Antimicrob Agents Chemother. 1997 May;41(5):1207.
Ritonavir is a potent protease inhibitor recently approved by the U.S. Food and Drug Administration and the European Agency for the Evaluation of Medical Products for the treatment of human immunodeficiency virus (HIV) infecton. Its mechanism of action is well-known, but its pharmacokinetics are still uncertain. Ritonavir interacts with many drugs due to its hepatic metabolism (1, 5). We report a case of ergotism in a patient in whom treatment with ritonavir was recently begun.

The patient, a 63-year-old man, had long suffered from migraines and had taken ergotamine tartrate over the last 5 years (1 to 2 mg/day). He had HIV infection (B3 stage) and was being treated with zidovudine (200 mg/8 h), zalcitabine (0.75 mg/8 h), and co-trimoxazole. In April 1996, zalcitabine was withdrawn due to tingling and burning in both the patient’s hands. The patient began treatment with zidovudine (250 mg/12 h), didanosine (200 mg/12 h), and ritonavir (600 mg/12 h). Ten days after beginning this treatment, he began having severe symptoms characterized by subacute pain, paresthesias, skin paleness alternating with areas of cyanosis, and coldness in both arms. He was admitted to Hospital Universitario Virgen del Rocı´o 1 week later. Physical examination revealed an absence of axillary, brachial, radial, and ulnar pulses in both arms, paresis and semiflexion of fingers of both hands, and a few petechial lesions on the dorsum of the left hand. An arterial doppler test was performed, and it revealed the absence of flow in both radial and ulnar arteries.
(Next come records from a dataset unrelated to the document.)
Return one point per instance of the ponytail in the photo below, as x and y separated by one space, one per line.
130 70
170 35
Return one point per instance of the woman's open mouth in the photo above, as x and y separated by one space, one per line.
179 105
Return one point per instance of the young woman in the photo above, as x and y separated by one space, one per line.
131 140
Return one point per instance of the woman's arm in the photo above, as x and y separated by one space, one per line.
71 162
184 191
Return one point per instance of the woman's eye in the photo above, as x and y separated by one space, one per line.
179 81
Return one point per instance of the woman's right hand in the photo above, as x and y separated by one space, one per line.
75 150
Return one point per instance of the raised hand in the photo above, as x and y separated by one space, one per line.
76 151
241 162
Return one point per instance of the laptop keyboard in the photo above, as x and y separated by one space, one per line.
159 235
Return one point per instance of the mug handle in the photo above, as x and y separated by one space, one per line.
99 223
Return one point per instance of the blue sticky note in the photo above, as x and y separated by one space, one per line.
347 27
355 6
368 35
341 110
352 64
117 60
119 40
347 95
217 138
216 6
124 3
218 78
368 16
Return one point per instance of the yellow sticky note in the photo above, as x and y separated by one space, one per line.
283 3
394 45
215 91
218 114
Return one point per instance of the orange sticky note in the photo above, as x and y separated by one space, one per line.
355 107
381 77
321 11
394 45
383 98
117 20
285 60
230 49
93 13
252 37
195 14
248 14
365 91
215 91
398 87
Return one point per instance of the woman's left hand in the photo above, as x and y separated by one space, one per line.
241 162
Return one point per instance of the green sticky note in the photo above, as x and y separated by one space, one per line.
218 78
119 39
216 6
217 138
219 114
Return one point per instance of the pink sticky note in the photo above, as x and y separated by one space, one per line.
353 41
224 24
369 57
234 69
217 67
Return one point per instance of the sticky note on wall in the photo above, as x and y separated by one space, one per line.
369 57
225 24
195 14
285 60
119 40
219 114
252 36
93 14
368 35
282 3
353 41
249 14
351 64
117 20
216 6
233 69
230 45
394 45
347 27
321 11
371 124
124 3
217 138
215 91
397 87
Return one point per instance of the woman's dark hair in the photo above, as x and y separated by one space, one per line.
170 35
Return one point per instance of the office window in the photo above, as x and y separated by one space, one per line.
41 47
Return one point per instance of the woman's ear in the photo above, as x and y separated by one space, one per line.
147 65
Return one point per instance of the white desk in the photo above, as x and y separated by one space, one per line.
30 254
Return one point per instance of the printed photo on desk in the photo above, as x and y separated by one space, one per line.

Treatment with prostaglandin E1 (500 mg/12 h intravenously for 3 days) and calcic nadroparin (15,000 U/12 h subcutaneously) was begun promptly. Ritonavir and ergotamine were withdrawn. Pain, paleness, cyanosis, and coldness disappeared 3 days later. Paresis of interosseous, thenar, and hypothenar musculature and long flexors of fingers of both hands remained as sequels.